L’art est affaire de rencontre. On ne peut imposer à quiconque d’apprécier une œuvre, ni même de s’y intéresser.

Or l’un des problèmes de l’offre artistique, aujourd’hui, est souvent son côté « imposé », surtout lorsqu’on vient de l’extérieur et qu’on cherche à découvrir l’art : on peut avoir alors tendance à se laisse guider par les affiches, les grands titres.

Les grandes expositions, matraquées par les médias et les musées, apparaissent ainsi comme un passage obligé. Ou certaines grand-messes, comme la Nuit blanche ou la Fiac.

Je ne dis pas que ces expositions ou ces événements soient mauvais, ni qu’il faille les ignorer  évidemment. Ce serait absurde. Aussi absurde que de considérer l’art exclusivement à travers le prisme des manifestations du Grand Palais, par exemple.

C’est seulement que les manifestations du Grand Palais représentent une proposition parmi des centaines, et des centaines qu’on ne voit pas nécessairement. Parce qu’on n’a pas idée de les voir.

Alors que l’art est à peu près à votre porte.
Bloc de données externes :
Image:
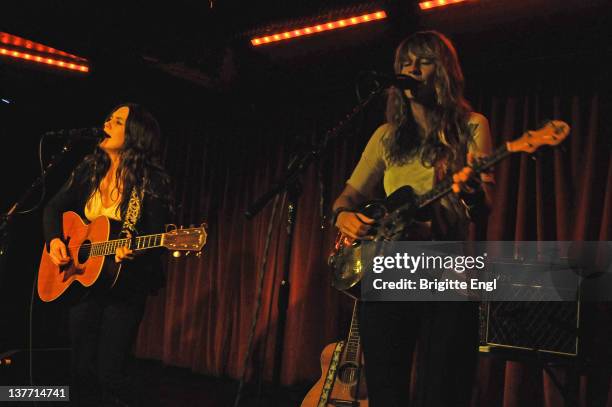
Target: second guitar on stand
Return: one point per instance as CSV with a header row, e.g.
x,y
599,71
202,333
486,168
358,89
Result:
x,y
342,383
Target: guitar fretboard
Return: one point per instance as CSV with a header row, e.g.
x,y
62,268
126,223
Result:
x,y
140,243
354,340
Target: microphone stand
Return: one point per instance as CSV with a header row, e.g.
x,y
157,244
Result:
x,y
7,217
291,185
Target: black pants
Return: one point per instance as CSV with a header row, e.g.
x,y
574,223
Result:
x,y
446,337
102,332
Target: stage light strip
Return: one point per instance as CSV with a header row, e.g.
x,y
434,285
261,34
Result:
x,y
327,26
44,60
426,5
21,43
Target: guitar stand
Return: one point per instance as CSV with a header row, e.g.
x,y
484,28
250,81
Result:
x,y
290,184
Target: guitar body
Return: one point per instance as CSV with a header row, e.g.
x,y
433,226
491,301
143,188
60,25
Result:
x,y
53,281
342,382
345,259
92,253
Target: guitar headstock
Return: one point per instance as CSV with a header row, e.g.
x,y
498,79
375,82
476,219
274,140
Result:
x,y
553,133
185,239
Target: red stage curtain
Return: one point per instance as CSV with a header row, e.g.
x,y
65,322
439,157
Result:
x,y
202,319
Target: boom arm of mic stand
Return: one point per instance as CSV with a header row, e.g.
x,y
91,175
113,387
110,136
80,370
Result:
x,y
7,217
290,183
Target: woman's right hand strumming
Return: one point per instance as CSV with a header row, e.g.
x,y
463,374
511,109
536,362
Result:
x,y
354,224
58,252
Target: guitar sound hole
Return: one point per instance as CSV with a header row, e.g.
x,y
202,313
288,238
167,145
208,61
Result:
x,y
84,251
348,373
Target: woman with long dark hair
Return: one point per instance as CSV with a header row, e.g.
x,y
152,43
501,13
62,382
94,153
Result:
x,y
122,179
430,133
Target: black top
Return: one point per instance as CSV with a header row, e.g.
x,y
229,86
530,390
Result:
x,y
143,274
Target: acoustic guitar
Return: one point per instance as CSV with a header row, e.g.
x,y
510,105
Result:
x,y
342,382
92,253
394,214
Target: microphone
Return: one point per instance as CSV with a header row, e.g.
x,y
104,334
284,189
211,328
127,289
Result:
x,y
399,81
86,134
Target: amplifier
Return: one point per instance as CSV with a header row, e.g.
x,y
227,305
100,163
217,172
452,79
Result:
x,y
542,326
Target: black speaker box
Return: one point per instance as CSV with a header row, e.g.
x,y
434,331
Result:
x,y
543,326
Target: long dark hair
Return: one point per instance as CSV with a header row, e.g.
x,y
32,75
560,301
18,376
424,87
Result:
x,y
140,160
447,113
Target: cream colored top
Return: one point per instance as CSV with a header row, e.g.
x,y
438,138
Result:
x,y
94,208
374,166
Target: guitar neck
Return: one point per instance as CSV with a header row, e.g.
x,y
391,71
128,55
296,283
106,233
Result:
x,y
353,342
445,186
140,243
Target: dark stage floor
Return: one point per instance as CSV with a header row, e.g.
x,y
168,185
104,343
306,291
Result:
x,y
164,386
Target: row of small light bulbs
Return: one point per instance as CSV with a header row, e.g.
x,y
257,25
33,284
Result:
x,y
332,25
49,61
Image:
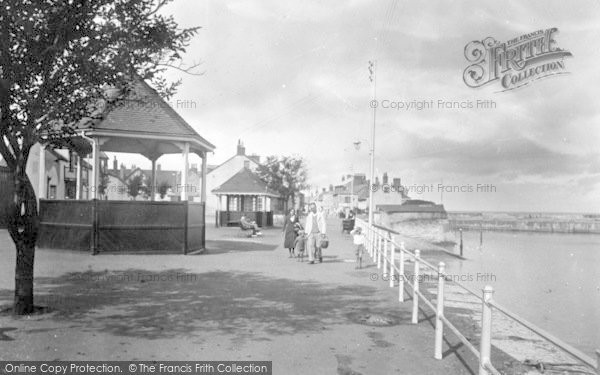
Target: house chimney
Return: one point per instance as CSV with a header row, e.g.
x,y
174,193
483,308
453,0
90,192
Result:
x,y
255,158
241,149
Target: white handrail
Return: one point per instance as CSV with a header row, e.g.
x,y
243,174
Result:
x,y
378,236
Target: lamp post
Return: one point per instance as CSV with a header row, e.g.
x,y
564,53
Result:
x,y
372,78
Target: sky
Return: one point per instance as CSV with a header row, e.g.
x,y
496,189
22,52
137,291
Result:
x,y
291,78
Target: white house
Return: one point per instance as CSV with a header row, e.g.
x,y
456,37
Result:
x,y
225,171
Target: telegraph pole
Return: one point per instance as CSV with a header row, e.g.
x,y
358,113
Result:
x,y
372,78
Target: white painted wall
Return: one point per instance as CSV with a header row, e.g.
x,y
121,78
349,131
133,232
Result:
x,y
220,175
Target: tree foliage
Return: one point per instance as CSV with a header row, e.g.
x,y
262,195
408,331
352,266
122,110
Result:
x,y
286,175
64,64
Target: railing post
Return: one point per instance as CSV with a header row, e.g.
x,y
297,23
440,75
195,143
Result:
x,y
415,317
379,243
486,330
439,324
401,275
392,251
370,241
385,246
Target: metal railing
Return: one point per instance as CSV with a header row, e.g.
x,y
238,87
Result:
x,y
381,246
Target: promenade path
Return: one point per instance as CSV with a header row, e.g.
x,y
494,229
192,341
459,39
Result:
x,y
244,299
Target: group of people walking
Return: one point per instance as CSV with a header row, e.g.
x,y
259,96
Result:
x,y
310,237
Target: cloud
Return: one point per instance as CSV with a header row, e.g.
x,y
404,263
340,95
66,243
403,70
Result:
x,y
291,78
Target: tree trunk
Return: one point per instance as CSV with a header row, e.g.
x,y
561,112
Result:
x,y
23,225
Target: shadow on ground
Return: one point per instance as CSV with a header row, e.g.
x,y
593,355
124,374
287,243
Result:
x,y
175,303
237,246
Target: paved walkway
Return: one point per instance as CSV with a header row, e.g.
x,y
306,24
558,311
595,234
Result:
x,y
242,300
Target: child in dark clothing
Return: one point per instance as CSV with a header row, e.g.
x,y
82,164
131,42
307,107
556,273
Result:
x,y
300,245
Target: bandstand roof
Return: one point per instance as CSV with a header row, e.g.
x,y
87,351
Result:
x,y
145,125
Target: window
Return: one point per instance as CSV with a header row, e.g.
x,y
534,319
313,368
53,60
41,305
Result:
x,y
233,203
52,192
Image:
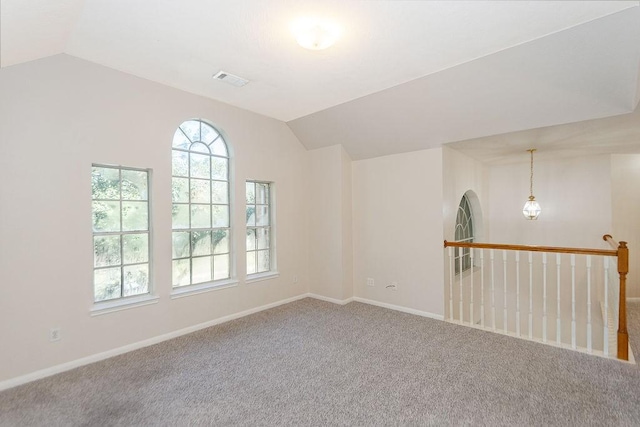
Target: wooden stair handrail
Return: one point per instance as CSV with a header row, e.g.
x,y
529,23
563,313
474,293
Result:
x,y
619,250
532,248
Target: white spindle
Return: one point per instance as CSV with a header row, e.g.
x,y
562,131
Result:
x,y
482,287
573,301
605,315
558,313
530,295
504,290
589,348
518,293
493,293
450,282
460,312
544,297
471,319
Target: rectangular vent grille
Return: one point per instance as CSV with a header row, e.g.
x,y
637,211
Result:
x,y
230,78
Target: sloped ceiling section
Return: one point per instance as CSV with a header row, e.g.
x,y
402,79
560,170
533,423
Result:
x,y
586,72
610,135
406,75
34,29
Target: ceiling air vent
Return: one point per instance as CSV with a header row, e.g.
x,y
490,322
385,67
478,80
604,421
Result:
x,y
230,78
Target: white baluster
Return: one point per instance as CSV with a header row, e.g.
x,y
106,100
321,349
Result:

Et qu’il est multiple.

Mon envie pour ce site est qu’il présente ce qui est peu vu ou ce qui l’est moins que les grand-messes. Evidemment j’en parlerai aussi, pour les œuvres qu’on y trouve et aussi parce qu’elles disent quelque chose de notre société, de la façon dont celle-ci utilise l’art.

Mais il y a tant à découvrir.

Et rien ne vaut la rencontre directe, la rencontre de hasard avec l’art.

Je n’aime pas beaucoup qu’il faille subir une file d’attente pour aller voir des œuvres. Qu’il y ait des bousculades dans les expositions. Que le temps soit compté devant une œuvre parce que trente personnes attendent derrière ou qu’un guide et son groupe s’apprêtent à y stationner.

C’est transformer les amateurs d’art en troupeaux de mouton.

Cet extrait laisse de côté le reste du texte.